Bosnia has expelled two Iranian diplomats suspected of spying, including contacting a radical Muslim leader, a security ministry source said on Thursday.
The security ministry said that Iranian diplomats Hamzeh Doolab Ahmad and Jadidi Sohrab were declared “persona non grata” and “have left” Bosnian territory.
“As members of diplomatic personnel … they have used their diplomatic status for activities incompatible with their diplomatic functions and the Vienna convention on diplomatic relations,” the ministry said in a statement.
It did not elaborate or say when the two left Bosnia.

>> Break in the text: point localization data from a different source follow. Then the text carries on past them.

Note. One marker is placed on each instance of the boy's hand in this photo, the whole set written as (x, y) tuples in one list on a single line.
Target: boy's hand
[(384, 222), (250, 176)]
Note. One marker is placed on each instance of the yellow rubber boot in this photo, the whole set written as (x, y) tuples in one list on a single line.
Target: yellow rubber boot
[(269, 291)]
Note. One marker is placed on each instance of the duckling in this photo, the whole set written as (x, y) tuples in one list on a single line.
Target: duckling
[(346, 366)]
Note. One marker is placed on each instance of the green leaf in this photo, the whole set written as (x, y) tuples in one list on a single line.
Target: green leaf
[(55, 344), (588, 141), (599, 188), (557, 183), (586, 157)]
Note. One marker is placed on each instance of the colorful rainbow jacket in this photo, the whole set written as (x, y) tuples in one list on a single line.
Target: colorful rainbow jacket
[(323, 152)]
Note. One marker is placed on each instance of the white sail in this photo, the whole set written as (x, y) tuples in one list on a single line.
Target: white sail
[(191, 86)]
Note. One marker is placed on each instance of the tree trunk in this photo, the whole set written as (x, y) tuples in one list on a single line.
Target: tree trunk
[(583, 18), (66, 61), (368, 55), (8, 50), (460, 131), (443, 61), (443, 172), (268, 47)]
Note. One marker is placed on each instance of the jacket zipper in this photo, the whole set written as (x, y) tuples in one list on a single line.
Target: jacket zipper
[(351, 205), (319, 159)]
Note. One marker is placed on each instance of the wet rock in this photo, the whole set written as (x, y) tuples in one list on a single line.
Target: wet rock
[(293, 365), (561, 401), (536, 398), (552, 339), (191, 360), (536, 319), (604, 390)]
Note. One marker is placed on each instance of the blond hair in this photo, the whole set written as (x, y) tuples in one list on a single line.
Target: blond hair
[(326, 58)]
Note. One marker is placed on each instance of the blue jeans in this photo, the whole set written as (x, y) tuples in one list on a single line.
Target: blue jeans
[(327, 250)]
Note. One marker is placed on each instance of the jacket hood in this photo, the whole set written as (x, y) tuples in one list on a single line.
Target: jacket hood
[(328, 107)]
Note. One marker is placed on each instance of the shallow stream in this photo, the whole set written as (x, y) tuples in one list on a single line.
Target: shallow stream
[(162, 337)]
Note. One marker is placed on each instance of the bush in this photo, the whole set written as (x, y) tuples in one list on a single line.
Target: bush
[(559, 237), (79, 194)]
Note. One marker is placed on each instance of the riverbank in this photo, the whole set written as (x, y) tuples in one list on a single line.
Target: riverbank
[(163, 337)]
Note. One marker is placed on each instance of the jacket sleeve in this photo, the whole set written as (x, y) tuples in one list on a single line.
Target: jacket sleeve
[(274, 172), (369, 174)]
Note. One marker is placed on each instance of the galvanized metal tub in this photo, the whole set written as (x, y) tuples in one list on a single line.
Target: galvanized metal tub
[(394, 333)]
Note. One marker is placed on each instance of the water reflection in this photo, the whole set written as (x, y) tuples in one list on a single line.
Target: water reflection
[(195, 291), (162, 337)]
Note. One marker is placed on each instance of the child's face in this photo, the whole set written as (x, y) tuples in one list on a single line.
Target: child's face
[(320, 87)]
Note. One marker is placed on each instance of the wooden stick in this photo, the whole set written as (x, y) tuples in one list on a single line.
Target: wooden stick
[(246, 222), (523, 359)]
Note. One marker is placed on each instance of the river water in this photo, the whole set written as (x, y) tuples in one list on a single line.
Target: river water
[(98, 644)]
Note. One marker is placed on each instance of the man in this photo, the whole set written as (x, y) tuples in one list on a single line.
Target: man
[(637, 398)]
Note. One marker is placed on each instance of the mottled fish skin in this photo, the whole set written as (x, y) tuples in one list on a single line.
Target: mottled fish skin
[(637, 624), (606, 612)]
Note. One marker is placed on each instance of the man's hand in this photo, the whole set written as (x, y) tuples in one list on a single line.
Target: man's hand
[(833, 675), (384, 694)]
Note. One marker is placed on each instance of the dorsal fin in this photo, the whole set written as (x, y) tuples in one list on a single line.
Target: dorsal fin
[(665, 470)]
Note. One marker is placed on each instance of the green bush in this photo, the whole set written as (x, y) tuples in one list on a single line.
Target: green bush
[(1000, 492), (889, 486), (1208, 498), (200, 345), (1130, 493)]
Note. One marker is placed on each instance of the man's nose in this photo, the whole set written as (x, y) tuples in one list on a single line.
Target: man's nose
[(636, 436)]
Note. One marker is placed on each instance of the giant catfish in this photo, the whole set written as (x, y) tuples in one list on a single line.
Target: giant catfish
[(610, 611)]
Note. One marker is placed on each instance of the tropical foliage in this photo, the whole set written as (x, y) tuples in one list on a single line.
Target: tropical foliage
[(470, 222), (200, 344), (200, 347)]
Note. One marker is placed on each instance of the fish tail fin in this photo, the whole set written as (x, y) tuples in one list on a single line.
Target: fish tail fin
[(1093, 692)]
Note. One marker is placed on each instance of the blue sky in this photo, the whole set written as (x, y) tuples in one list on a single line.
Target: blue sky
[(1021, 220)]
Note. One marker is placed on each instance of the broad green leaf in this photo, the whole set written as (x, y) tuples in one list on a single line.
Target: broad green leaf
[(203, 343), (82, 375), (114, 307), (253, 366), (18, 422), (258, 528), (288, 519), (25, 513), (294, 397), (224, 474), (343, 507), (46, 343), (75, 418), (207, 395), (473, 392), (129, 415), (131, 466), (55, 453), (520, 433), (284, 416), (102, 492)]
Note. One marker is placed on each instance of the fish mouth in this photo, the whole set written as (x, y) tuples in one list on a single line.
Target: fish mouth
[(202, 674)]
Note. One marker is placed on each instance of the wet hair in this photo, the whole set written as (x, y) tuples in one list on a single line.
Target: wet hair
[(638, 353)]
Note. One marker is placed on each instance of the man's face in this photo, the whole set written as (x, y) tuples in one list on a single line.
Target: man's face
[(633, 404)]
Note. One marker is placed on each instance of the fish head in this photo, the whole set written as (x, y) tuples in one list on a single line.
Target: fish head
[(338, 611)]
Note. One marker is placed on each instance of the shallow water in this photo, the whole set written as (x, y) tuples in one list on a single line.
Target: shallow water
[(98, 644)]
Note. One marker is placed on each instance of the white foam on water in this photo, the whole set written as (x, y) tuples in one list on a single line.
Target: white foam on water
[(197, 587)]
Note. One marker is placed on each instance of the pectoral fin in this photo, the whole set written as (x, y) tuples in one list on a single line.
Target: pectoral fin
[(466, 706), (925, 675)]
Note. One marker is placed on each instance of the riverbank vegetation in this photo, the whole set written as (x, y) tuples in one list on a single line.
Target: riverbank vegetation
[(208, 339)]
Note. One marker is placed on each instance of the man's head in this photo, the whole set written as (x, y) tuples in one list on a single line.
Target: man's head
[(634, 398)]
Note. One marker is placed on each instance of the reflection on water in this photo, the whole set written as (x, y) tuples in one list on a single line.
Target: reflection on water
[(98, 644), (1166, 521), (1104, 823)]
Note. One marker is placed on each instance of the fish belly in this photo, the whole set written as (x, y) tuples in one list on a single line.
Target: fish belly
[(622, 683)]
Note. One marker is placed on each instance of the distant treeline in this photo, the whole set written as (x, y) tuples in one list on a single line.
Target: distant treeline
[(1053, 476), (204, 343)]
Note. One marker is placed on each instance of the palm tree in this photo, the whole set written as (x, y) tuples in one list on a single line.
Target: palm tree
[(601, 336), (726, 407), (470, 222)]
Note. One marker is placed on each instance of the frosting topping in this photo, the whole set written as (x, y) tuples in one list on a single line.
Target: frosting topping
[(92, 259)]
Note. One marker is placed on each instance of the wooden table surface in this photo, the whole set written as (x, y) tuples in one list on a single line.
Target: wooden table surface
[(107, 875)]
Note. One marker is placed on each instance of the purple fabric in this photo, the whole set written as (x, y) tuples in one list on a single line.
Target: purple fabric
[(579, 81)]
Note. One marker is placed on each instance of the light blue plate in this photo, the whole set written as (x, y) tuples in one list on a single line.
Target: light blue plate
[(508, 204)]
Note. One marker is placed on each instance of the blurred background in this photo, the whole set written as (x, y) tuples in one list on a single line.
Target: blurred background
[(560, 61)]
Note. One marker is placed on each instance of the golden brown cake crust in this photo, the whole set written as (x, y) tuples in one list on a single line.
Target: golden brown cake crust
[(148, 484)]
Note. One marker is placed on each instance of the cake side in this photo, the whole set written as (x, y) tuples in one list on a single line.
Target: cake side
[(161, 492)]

But a source at the ministry who asked not to be named said the two diplomats were suspected of “spying and (carrying out) other suspicious activities against the (Bosnian) constitution.”
The two served as the “embassy’s second and third secretary,” the source said, adding that they, particularly Sohrab, “were contacting Nusret Imamovic,” a leader of Bosnian followers of Wahhabism.
Such contacts were considered espionage, the source said.
Bosnia’s Muslims, who make up around 40 percent of the country’s population of some 3.8 million, are mainly followers of a moderate form of Islam.
But the former Yugoslav republic is also home to a small minority of followers of Wahhabism, a strict and ultra-conservative branch of Islam which is dominant in Saudi Arabia.
Sarajevo has been cracking down on the movement’s members whose number is estimated at some 3,000.
The Iranian embassy, when contacted by Agence France Presse, said it “does not have a reaction” to the expulsions by the Bosnian authorities.